Briten sind anderer Ansicht

Damit widersprach er dem britischen General Chris Ghika, der im US-geführten Einsatz gegen die Extremistenmiliz "Islamischer Staat" tätig ist. Es gebe zwar eine Reihe bewaffneter Gruppen in den beiden Ländern, hatte dieser gesagt. Aber: "Es hat keine wachsende Bedrohung durch vom Iran unterstützte Kräfte im Irak und in Syrien gegeben." Auch andere Beobachter sind skeptisch. Der britische Außenminister Jeremy Hunt sagte, sein Land sorge sich wegen des Risikos eines Konflikts "mit einer Eskalation, die auf beiden Seiten unbeabsichtigt ist".

Washington hatte vergangene Woche mitgeteilt, neue und dringende Bedrohungen für Amerikaner und amerikanische Interessen durch den Iran und mit Teheran verbündete Kräfte in der Region entdeckt zu haben. Am Sonntag hatte die Botschaft Amerikanern geraten, Reisen in den Irak wegen "erhöhter Spannungen" zu vermeiden.

Iran beginnt mit Teilausstieg aus dem Atomabkommen

Trump hatte vor einem Jahr einseitig den Austritt aus dem Abkommen zur Begrenzung des iranischen Atomprogramms verkündet. Teheran kündigte vergangene Woche an, bestimmte Auflagen aus der Vereinbarung nun nicht mehr einzuhalten.
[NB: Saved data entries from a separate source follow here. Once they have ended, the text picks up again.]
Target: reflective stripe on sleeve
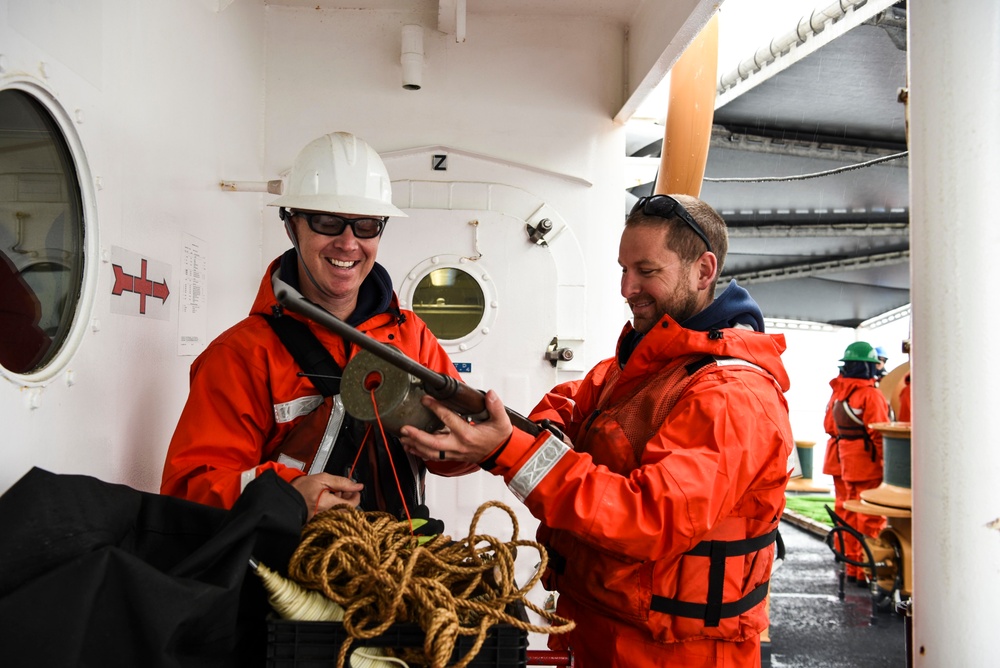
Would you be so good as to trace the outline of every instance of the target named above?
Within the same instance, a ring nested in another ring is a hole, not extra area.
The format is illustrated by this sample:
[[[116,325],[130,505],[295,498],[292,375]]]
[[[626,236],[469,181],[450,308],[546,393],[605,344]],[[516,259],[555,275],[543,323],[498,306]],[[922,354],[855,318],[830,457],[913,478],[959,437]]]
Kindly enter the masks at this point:
[[[294,457],[289,457],[285,453],[281,453],[280,455],[278,455],[278,458],[274,461],[278,462],[282,466],[288,466],[289,468],[298,469],[300,471],[306,470],[305,462],[300,462],[298,459],[295,459]]]
[[[323,396],[313,394],[308,397],[299,397],[283,404],[275,404],[274,421],[278,424],[291,422],[300,415],[312,413],[321,403],[323,403]]]
[[[507,488],[518,501],[524,501],[567,452],[569,446],[550,435],[511,479]]]
[[[344,401],[339,394],[333,395],[333,406],[330,408],[330,419],[326,421],[326,429],[323,430],[323,438],[320,439],[319,449],[313,457],[312,466],[309,467],[309,475],[322,473],[326,470],[326,463],[333,452],[333,446],[340,436],[340,427],[344,424]]]
[[[759,367],[753,362],[747,362],[746,360],[741,360],[738,357],[716,357],[715,363],[718,366],[748,366],[757,369],[758,371],[763,371],[764,373],[767,373],[767,371],[763,367]],[[768,375],[771,374],[768,373]]]

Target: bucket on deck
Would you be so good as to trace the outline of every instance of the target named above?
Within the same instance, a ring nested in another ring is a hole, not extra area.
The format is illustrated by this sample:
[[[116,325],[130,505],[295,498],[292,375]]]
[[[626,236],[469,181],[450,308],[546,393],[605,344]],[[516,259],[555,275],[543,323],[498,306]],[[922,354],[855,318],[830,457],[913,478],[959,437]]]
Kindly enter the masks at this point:
[[[795,449],[799,453],[799,466],[802,468],[802,477],[812,479],[813,477],[813,446],[815,441],[795,441]]]

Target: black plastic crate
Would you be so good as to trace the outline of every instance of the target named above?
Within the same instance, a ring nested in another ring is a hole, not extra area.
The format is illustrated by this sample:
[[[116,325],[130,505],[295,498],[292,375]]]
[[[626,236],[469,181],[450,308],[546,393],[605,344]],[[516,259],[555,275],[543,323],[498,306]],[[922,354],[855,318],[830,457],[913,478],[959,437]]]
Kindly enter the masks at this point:
[[[273,619],[267,622],[268,668],[330,668],[347,639],[340,622],[298,622]],[[476,643],[476,636],[459,636],[451,662],[461,660]],[[424,647],[424,631],[418,624],[393,624],[380,636],[354,640],[358,647],[416,649]],[[487,632],[470,668],[522,668],[528,661],[528,633],[510,624],[495,624]],[[350,665],[348,662],[346,665]]]

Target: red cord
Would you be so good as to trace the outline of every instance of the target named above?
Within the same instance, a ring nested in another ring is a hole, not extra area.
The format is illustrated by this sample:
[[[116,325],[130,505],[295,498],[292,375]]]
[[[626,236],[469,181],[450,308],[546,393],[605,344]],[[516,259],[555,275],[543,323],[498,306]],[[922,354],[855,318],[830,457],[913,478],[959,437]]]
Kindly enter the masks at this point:
[[[368,425],[368,428],[365,429],[365,435],[361,437],[361,445],[358,446],[358,454],[354,455],[354,461],[351,462],[351,469],[347,472],[347,477],[351,480],[354,480],[354,469],[358,467],[358,460],[361,458],[361,451],[365,449],[365,443],[368,442],[368,434],[370,433],[372,433],[372,426]]]
[[[331,489],[327,487],[326,491],[329,492],[331,491]],[[319,500],[322,498],[323,498],[323,492],[320,492],[319,494],[316,495],[316,505],[313,506],[313,515],[319,512]]]
[[[354,461],[351,462],[351,469],[347,472],[347,477],[350,478],[351,480],[354,479],[354,469],[357,468],[357,466],[358,466],[358,459],[361,457],[361,451],[365,449],[365,441],[368,440],[368,434],[370,434],[370,433],[372,433],[372,426],[368,425],[368,429],[365,430],[365,435],[361,438],[361,445],[358,447],[358,454],[354,455]],[[328,491],[328,492],[330,492],[332,494],[333,493],[333,488],[332,487],[327,487],[326,491]],[[322,496],[323,496],[323,493],[320,492],[319,495],[316,497],[316,505],[315,505],[315,507],[313,507],[313,515],[315,515],[317,513],[317,511],[319,511],[319,500],[320,500],[320,497],[322,497]],[[404,501],[403,503],[404,503],[404,506],[405,506],[406,502]]]
[[[389,466],[392,467],[392,477],[396,480],[396,490],[399,492],[399,499],[403,502],[403,512],[406,513],[406,520],[410,523],[410,534],[414,535],[413,518],[410,517],[410,509],[406,507],[406,497],[403,496],[403,487],[399,484],[399,475],[396,473],[396,463],[392,460],[392,452],[389,450],[389,441],[385,437],[385,429],[382,427],[382,418],[379,417],[378,403],[375,401],[375,388],[371,390],[372,408],[375,409],[375,421],[378,422],[378,430],[382,434],[382,442],[385,443],[385,452],[389,456]]]

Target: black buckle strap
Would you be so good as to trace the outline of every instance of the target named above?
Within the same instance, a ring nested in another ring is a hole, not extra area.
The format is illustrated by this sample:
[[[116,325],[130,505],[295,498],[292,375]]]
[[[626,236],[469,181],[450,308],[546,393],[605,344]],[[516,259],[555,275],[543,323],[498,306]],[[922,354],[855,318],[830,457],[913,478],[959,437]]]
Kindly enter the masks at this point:
[[[684,554],[692,557],[711,557],[714,543],[721,543],[726,548],[727,557],[740,557],[757,550],[763,550],[773,543],[778,537],[778,530],[774,529],[770,533],[743,540],[706,540],[698,543]]]
[[[739,617],[744,612],[752,610],[756,605],[763,601],[767,597],[768,585],[771,583],[770,580],[760,583],[754,587],[753,591],[744,596],[738,601],[733,601],[732,603],[723,603],[718,606],[719,608],[719,618],[728,619],[730,617]],[[681,601],[676,598],[666,598],[663,596],[653,596],[652,601],[649,604],[650,610],[655,610],[656,612],[662,612],[667,615],[674,615],[675,617],[690,617],[692,619],[704,619],[705,626],[718,626],[719,622],[716,621],[715,624],[708,623],[708,613],[709,605],[707,603],[690,603],[688,601]]]
[[[340,365],[309,326],[287,315],[265,315],[264,318],[320,394],[324,397],[340,394]]]
[[[545,553],[549,557],[549,568],[559,575],[566,572],[566,557],[562,556],[548,545],[545,546]]]
[[[713,540],[710,549],[705,626],[718,626],[722,619],[722,590],[726,586],[726,544]]]
[[[706,355],[705,357],[697,359],[694,362],[691,362],[690,364],[685,366],[684,370],[687,371],[687,374],[689,376],[693,376],[695,373],[697,373],[701,369],[704,369],[706,366],[712,364],[713,362],[715,362],[715,358],[712,357],[711,355]]]
[[[764,600],[767,582],[758,585],[738,601],[723,603],[722,595],[726,585],[726,558],[751,554],[773,543],[778,537],[778,529],[770,533],[742,540],[706,540],[698,543],[684,554],[693,557],[708,557],[707,603],[691,603],[676,598],[653,596],[650,609],[679,617],[691,617],[705,621],[706,627],[719,625],[722,619],[736,617],[750,610]]]

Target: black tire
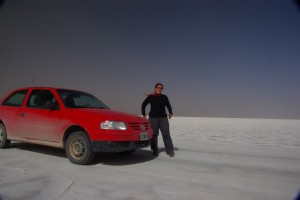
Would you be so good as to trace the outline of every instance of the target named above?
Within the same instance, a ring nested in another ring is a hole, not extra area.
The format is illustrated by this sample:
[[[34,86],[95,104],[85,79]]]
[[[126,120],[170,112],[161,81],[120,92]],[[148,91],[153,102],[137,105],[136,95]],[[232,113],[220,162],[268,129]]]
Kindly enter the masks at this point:
[[[69,160],[78,165],[88,164],[95,155],[88,135],[82,131],[76,131],[67,138],[65,151]]]
[[[7,132],[3,124],[0,124],[0,149],[9,147],[10,140],[7,139]]]

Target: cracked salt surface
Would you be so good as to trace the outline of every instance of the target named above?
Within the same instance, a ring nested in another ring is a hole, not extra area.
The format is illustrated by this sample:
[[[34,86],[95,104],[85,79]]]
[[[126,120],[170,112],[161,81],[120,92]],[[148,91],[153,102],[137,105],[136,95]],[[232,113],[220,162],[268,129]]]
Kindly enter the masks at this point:
[[[25,170],[16,167],[0,167],[0,182],[18,178],[25,174]]]

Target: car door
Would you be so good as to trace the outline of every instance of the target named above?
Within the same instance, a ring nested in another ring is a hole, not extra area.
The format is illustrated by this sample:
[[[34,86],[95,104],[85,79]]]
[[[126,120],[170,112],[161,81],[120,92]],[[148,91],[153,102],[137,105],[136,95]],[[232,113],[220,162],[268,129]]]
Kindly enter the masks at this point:
[[[19,114],[27,92],[28,90],[18,90],[7,97],[1,104],[1,118],[10,139],[18,139],[20,137]]]
[[[21,137],[58,142],[60,109],[53,93],[47,89],[32,90],[20,113]]]

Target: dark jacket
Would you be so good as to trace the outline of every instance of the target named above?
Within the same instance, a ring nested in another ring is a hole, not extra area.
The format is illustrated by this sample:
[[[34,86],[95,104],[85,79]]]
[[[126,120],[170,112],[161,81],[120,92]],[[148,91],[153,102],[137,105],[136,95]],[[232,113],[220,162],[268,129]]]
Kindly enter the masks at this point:
[[[167,117],[166,107],[171,115],[173,115],[172,107],[166,95],[149,95],[142,104],[142,115],[146,116],[145,109],[150,103],[151,108],[149,117]]]

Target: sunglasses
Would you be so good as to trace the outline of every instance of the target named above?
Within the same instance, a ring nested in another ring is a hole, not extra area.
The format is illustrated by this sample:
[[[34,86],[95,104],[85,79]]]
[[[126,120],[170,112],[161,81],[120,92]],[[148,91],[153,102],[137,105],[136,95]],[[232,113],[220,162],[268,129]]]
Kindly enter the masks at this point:
[[[162,88],[162,87],[156,87],[156,89],[160,89],[160,90],[162,90],[163,88]]]

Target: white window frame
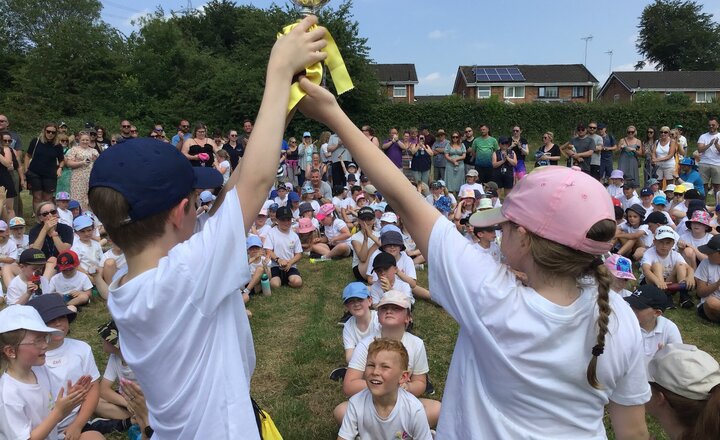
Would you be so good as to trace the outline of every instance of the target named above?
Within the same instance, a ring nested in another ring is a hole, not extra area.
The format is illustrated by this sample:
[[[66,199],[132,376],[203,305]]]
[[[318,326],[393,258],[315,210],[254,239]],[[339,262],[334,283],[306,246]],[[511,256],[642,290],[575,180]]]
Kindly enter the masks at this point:
[[[480,93],[483,92],[483,93]],[[486,94],[487,92],[487,94]],[[490,86],[478,86],[477,88],[477,98],[478,99],[488,99],[492,96],[492,87]]]
[[[549,95],[548,89],[554,90],[554,95]],[[560,87],[558,86],[540,86],[538,87],[538,98],[555,99],[560,97]]]
[[[715,92],[695,92],[695,102],[698,104],[709,104],[716,100],[717,94]]]
[[[407,98],[407,86],[393,86],[393,98]]]
[[[584,98],[585,97],[585,86],[573,86],[571,96],[573,98]]]
[[[512,94],[508,93],[512,91]],[[521,93],[517,93],[520,91]],[[505,99],[523,99],[525,97],[525,86],[505,86],[503,90]]]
Der halbstaatlichen Nachrichtenagentur Isna zufolge hat der Iran damit nun begonnen. Die Agentur beruft sich auf Informationen aus dem Nationalen Sicherheitsrat des Landes. Da heißt es: Fortan werde sich das Land nicht mehr an die Wiener Abmachung von 2015 halten, maximal 300 Kilogramm Uran und 130 Tonnen Schwerwasser im Land zu behalten und den Rest ins Ausland zu schicken oder zu verkaufen.